Taboola.com heads into its June 9 earnings report having already delivered one of the year's most dramatic single-day moves — and the question now is whether the follow-through holds.
The most striking feature of the setup is what happened last time. The stock surged 36.7% on May 6 and held nearly all of that gain over the following five days, closing the week up 34.6%. That print reset the share price from the $3 range into the $4–5 corridor and triggered a round of analyst target upgrades in the days that followed. The stock has since given back roughly 6% on the week and 3.4% on the last session, pulling back to $4.58 ahead of Monday's report. The one-month picture remains up 20%, which underlines just how much of the bullish thesis is already priced in after that May eruption.
The bull-versus-bear debate for this print centres on whether the Realize platform's momentum is durable, not whether Taboola can grow. After the May results, TD Cowen raised its target from $4 to $6 and Benchmark lifted from $4.50 to $6.50, both maintaining Buy ratings. Needham was similarly constructive. Bulls point to AI-driven revenue growth, the Realize platform's traction in performance-based buying, and the Connexity acquisition as evidence of a structural shift. Bears counter that native advertising faces secular pressure, the Yahoo partnership's value is eroding as Yahoo's audience shrinks, and app-traffic dependency exposes the company to publisher attrition. The EV/EBITDA multiple has expanded to around 5.9x on a trailing basis — not demanding for a profitable-and-growing adtech name, but dependent on the growth story staying intact. The analyst consensus target implies roughly 26% upside to the current price.
The ownership register adds a notable wrinkle. Apollo Global Management appears in the top holders with 39.5 million shares — a position that was added in full as a new stake as recently as late May. At the same time, Yahoo trimmed 12 million shares in the same reporting period, reducing its holding to 57.6 million shares (21% of the company). Insiders have been net sellers across the board since the May rally, with the CEO, CFO, and other executives all registering disposals at prices around $5.00. Apollo's fresh entry is the most unusual datapoint in the register; whether it reflects a strategic thesis tied to the Yahoo relationship or a purely financial allocation is unclear from the filing data alone.
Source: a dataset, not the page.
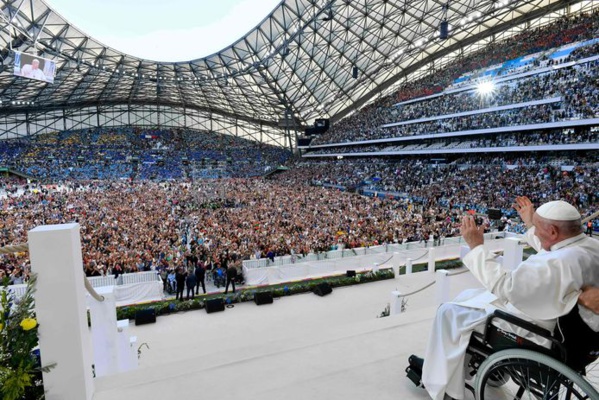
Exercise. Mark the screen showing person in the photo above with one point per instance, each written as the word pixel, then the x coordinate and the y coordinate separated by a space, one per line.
pixel 33 67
The lending market offers no edge for short sellers either way — availability is extremely loose at 2,610%, with cost to borrow barely above 1%. Short interest at just over 1% of free float is negligible. The print on June 9 will test whether a company that already jumped 37% on one earnings beat has the revenue and margin trajectory to justify the stock trading near its highest level in over a year.